Reputation: 66
I'm reading the "You don't know JS" book series and I tried to run the snippet:
function foo() {
console.log( this.a );
}
function doFoo(fn) {
// `fn` is just another reference to `foo`
fn(); // <-- call-site!
}
var obj = {
a: 2,
foo: foo
};
var a = "oops, global"; // `a` also property on global object
doFoo( obj.foo ); // "oops, global"
(You can find it in the 2nd chapter of the 3d book: 'this' All make sense now)
If I save this into 'foo.js' and run it with node foo.js (v 8.11.1) then I get undefined
. While if I start node REPL and type in the same code I get:
> function foo() { console.log(this.a); }
undefined
> function doFoo(fn) { fn(); }
undefined
> var obj = { a:2, foo:foo };
undefined
> var a = "oops, global";
undefined
> doFoo(obj.foo);
oops, global
undefined
As expected from the book. Same result on Firefox dev console.
If I remove the declaration and leave only the assignment a = "oops, global"
then it run as expected both on REPL and Node.js. This make more sense to me because in this way I'm setting a property on the global object, while in the "original" way I'm just declaring a variable.
Can anyone explain to me this behaviour? Thank you all.

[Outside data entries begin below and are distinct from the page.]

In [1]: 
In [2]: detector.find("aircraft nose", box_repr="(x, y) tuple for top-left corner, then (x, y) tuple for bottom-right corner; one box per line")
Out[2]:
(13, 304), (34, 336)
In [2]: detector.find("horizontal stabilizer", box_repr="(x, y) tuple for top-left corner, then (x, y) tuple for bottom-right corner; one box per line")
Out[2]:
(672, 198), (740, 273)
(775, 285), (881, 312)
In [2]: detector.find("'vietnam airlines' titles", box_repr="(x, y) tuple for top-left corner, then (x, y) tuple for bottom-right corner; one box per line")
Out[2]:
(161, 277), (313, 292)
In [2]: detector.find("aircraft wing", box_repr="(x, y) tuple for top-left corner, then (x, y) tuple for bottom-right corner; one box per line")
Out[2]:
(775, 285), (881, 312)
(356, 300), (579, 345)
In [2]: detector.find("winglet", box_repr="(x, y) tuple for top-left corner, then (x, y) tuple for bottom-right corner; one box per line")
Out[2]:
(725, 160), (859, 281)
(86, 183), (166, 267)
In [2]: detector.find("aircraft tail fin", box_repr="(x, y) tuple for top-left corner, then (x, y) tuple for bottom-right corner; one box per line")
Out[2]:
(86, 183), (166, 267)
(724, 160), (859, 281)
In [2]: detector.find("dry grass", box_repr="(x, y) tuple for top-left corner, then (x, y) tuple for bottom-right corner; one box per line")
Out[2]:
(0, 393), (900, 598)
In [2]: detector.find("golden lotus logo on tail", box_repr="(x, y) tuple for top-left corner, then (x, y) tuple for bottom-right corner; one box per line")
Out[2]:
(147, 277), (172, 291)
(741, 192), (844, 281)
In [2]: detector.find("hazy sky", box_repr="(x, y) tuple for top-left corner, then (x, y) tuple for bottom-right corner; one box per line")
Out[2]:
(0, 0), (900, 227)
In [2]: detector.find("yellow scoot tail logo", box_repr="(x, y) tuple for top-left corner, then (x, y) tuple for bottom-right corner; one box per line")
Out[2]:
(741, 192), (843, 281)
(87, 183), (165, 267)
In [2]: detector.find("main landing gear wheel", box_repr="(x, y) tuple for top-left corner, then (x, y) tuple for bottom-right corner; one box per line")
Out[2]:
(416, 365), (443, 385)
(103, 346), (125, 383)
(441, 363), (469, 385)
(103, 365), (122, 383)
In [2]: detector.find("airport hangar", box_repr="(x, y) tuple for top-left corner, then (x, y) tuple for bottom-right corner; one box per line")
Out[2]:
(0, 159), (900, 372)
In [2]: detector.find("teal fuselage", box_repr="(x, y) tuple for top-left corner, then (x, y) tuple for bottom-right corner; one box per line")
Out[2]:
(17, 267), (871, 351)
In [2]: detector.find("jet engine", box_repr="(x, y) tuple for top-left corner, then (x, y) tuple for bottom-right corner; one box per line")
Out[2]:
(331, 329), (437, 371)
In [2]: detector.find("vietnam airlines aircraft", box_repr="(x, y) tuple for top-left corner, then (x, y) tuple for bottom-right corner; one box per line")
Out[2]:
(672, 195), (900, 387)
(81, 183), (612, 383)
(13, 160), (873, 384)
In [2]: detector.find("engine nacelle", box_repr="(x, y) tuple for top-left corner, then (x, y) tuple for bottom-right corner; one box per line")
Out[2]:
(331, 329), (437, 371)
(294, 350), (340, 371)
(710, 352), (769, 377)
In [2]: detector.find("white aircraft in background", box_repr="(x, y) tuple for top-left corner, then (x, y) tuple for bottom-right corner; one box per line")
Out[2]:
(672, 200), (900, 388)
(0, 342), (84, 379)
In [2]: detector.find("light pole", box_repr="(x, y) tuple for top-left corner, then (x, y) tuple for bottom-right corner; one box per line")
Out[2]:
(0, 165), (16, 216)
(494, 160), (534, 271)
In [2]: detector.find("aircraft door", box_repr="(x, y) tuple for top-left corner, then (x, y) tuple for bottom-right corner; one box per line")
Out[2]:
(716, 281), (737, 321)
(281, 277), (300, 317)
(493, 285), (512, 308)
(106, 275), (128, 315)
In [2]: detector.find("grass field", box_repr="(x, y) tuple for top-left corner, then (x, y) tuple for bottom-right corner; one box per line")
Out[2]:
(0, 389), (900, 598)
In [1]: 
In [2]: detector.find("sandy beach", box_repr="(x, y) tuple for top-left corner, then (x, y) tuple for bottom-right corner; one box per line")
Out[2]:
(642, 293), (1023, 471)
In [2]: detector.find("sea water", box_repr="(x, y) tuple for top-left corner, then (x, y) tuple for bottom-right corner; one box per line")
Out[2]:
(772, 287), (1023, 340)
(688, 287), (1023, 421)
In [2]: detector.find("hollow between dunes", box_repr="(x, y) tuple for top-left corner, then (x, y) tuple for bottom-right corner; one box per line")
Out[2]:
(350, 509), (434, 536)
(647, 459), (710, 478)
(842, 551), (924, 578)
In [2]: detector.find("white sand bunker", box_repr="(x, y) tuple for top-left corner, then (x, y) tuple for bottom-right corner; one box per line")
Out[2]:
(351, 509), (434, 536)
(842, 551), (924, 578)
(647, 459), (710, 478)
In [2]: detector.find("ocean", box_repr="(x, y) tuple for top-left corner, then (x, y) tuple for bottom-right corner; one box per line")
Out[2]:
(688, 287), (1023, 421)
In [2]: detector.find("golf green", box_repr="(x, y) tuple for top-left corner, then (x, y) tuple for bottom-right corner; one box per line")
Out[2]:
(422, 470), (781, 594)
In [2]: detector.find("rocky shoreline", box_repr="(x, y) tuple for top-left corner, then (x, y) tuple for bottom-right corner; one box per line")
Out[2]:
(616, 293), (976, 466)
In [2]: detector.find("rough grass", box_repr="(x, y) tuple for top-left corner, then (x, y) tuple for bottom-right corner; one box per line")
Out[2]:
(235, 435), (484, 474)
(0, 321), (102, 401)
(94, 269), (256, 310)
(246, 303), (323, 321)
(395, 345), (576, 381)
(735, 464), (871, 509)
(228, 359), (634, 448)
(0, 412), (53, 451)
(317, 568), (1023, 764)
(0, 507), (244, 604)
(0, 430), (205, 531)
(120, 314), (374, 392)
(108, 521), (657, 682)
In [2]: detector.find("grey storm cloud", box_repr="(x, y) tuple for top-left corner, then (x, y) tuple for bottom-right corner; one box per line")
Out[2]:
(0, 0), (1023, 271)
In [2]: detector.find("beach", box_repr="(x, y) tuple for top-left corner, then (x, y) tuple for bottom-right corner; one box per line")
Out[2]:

EDIT: I think I'm close to the solution, I noticed that if I make a script foo.js that contains only:
var x = 42;
console.log(this);
I get {}
, so x
is not attached to the global object. While if I start the Node.js REPL and type in the same code I get a big object with x
attached to it:
{
...
x: 42
}
So I think the difference it depends on "who is the global object?" in REPL and in Node.js.
Upvotes: 1
Views: 468
Reputation: 34667
When you run the file in Node.js, your var a
isn't actually in global scope, but function scope -- a module function scope (more on this here). Basically all of the contents of the file is run as if inside a function. So var a
is actually in that function scope.
Whereas in REPL it's truly in global scope.